Попов молчит – и весь класс замер, Любовь Ивановна округляет глаза, качает головой, дужка очков ложится в уголок морщинистых губ, накрашенных винного цвета помадой. Она командует:
– Так, Данечка, закон отражения света.
Даня поднимается, поправляет манжету, опирается пальцами на парту, на Попова не смотрит даже – Попов с портрета глядит на однофамильца и ухмыляется людской глупости.
– Угол падения равен углу отражения, – чеканит Даниил.
– Восьмой класс, – говорит весомо, – Даня с восьмого класса помнит, а ты… – тон рухнул гиперболически, – с учебника за восьмой начинать будешь, Попов.
– Так Даня ЕГЭ, вообще-то, сдает, – отбивается Ваня.
– Да я передумал физику сдавать, Любовь Ивановна, – Даня сразу обращается к учительнице и бросает взгляд в окно, где за отражением класса и снежной пеленой угадывается дорога, по которой она уехала. – Русский, математика… Может, литературу выберу.
– О как, – Любовь Ивановна хлопает густо накрашенными ресницами, поджимает подбородок к шее, – не дури давай. С таким-то складом ума. И кем работать будешь? С физикой все двери…
– Придумаю что-нибудь, – Даня пожимает плечами, – я ж на водителя от школы отучился. Сейчас вот… – он едва не говорит про день рождения; но сегодня не празднуют, – документы только осталось получить.
Остаток урока Настя бросает на него взгляды – быстрые, исподлобья, в которых прячутся и ревность, и обида, и что-то еще, что стыдно признать. От нее еще несет этой мерзкой отдушкой, и Даню мутит сильнее, чем от этих загадочных переглядок.

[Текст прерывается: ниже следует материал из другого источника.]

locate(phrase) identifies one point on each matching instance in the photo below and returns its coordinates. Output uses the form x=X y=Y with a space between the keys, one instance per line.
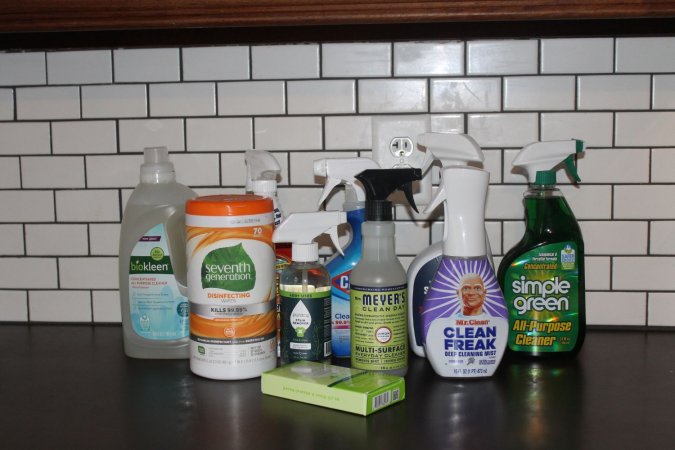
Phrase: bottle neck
x=378 y=241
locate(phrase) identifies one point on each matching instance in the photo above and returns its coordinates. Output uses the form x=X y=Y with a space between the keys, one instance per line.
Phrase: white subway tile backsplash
x=52 y=171
x=356 y=60
x=14 y=306
x=645 y=129
x=645 y=54
x=88 y=273
x=348 y=132
x=11 y=240
x=106 y=306
x=38 y=103
x=502 y=57
x=231 y=134
x=87 y=206
x=598 y=273
x=610 y=238
x=251 y=98
x=644 y=202
x=60 y=306
x=504 y=130
x=6 y=104
x=466 y=94
x=22 y=69
x=28 y=273
x=302 y=166
x=643 y=273
x=595 y=129
x=393 y=96
x=662 y=237
x=580 y=55
x=216 y=63
x=538 y=93
x=589 y=202
x=113 y=171
x=26 y=206
x=285 y=61
x=663 y=160
x=663 y=93
x=79 y=67
x=86 y=137
x=159 y=64
x=194 y=169
x=24 y=138
x=614 y=92
x=321 y=97
x=182 y=99
x=56 y=239
x=288 y=133
x=104 y=239
x=616 y=308
x=135 y=135
x=113 y=101
x=661 y=309
x=10 y=173
x=428 y=58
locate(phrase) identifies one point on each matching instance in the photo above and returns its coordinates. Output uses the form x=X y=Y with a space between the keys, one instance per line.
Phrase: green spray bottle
x=542 y=277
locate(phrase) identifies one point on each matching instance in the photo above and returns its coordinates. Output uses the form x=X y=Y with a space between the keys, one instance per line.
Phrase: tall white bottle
x=152 y=263
x=450 y=149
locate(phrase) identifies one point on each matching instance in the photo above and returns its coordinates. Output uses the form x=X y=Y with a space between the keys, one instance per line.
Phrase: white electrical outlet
x=395 y=145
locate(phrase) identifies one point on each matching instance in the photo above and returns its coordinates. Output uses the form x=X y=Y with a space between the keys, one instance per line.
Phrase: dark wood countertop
x=72 y=387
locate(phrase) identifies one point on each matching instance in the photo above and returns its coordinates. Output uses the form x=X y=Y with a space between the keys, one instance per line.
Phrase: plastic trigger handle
x=569 y=164
x=407 y=190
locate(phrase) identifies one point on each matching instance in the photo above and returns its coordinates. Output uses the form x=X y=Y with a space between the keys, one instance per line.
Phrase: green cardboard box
x=351 y=390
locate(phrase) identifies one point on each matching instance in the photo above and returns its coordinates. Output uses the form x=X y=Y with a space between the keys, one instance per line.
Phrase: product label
x=464 y=319
x=541 y=288
x=305 y=330
x=158 y=310
x=231 y=283
x=379 y=327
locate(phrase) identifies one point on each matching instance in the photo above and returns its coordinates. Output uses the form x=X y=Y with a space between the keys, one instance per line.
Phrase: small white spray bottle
x=464 y=317
x=339 y=171
x=450 y=149
x=304 y=287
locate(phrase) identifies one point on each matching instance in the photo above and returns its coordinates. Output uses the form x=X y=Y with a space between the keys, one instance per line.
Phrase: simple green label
x=379 y=327
x=228 y=268
x=541 y=289
x=305 y=326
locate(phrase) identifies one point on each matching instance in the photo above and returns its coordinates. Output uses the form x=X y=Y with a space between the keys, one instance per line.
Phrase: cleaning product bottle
x=378 y=285
x=343 y=171
x=543 y=275
x=464 y=317
x=262 y=170
x=305 y=287
x=152 y=264
x=451 y=149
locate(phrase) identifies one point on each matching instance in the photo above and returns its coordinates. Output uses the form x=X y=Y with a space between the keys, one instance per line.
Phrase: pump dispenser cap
x=156 y=165
x=379 y=184
x=464 y=189
x=300 y=229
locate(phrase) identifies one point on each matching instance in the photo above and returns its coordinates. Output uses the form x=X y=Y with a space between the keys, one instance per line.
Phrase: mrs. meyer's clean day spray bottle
x=378 y=284
x=152 y=263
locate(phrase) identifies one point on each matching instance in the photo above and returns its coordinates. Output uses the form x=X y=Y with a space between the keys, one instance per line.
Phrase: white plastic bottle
x=152 y=263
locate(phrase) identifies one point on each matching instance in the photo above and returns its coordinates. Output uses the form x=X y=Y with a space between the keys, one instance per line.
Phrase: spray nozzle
x=451 y=149
x=541 y=159
x=300 y=229
x=379 y=184
x=343 y=171
x=261 y=166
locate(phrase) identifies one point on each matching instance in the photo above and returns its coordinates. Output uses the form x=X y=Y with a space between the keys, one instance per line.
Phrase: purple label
x=463 y=287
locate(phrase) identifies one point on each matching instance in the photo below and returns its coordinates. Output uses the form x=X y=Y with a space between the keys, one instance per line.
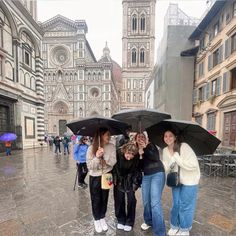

Когда до конца урока остается минут пять, Настя кидает в сумку тетрадь – сумочка-то женская, невместительная: пачка «Кисса», мятный «Стиморол», смятые десятки, блеск и тонкая пустая тетрадка на все предметы, вот и весь багаж. Притворство – Даня знает это. Звенит звонок на перемену – ученики встают, роняя стулья, спешат в аудиторию класса. Так происходит последние два года. Не для праздника, нет: Даня не носит конфеты на день рождения, потому что это делает другой человек.
Она заходит еще до звонка – с желтым безэмоциональным лицом, в траурной черной косынке и черной, но потерявшей яркость за годы носки, водолазке; седые волосы убраны, жиденький хвост лежит на остром плече. Кажется, что со слезами ушла вообще вся вода из этой женщины, и она превратилась в крючковатый сухостой. На ней обычно темные джинсы, заправленные в дутые сапоги, на подошву которых налип грязный снег.